Quant à un manque de stratégie globale, le directeur de Caritas estime qu’il s’agit avant tout pour les associations de convaincre les élus de voter les budgets liés aux projets. «Nous travaillons à établir des pratiques innovantes, se réjouit Dominique Froidevaux. Ce qu’il nous faut, c’est de la cohérence autour de visions, c’est éviter les divisions. Les projets existent, encore faut-il que les élus acceptent de débloquer les budgets au-delà de leurs appartenances partisanes.»

Selon les deux spécialistes, la clé pour améliorer l’intégration professionnelle tient à la formation. «Par le passé, l’accès à des cours, notamment à des leçons de langues, a été problématique, souligne Aldo Brina. Le cours n’était souvent pas adapté à l’élève.» Le chargé d’information du CSP estime que Genève, contrairement à d’autres cantons, a par ailleurs tardé à adopter un suivi personnalisé des requérants et des réfugiés. «L’individualisation, c’est ce qui fonctionne», insiste-t-il.

Statistiques pertinentes?

Genève est-il réellement le dernier de classe en termes d’intégration professionnelle des requérants d’asile, des personnes admises à titre provisoire et des réfugiés? Un article de 2018 du journal «Entreprises romandes» suggère que ces seuls chiffres ne suffisent pas à se faire une idée claire de la situation.
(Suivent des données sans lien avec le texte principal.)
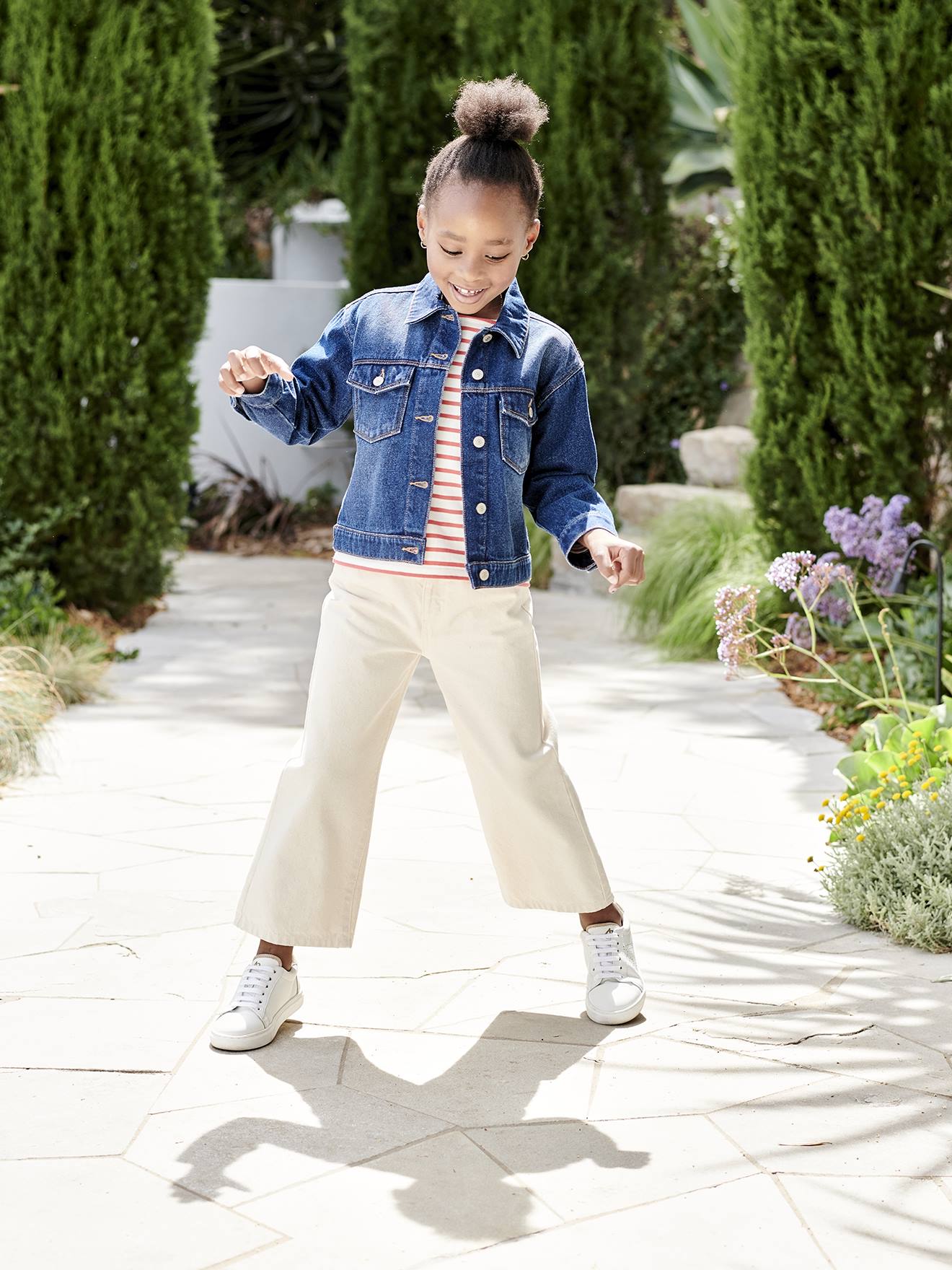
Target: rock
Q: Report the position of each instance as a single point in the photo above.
(715, 456)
Ainsi, outre les questions liées au marché de l’emploi, le journal relève que Genève mène une politique de permis d’établissement très active. Dès lors, le canton octroie des permis B à nombre de requérants ou personnes provisoirement admises en emploi. Ces derniers sortent des statistiques d’employabilité et font donc baisser le taux. Il en a été de même jusqu’en 2017 s’agissant des naturalisations de ces catégories d’habitants.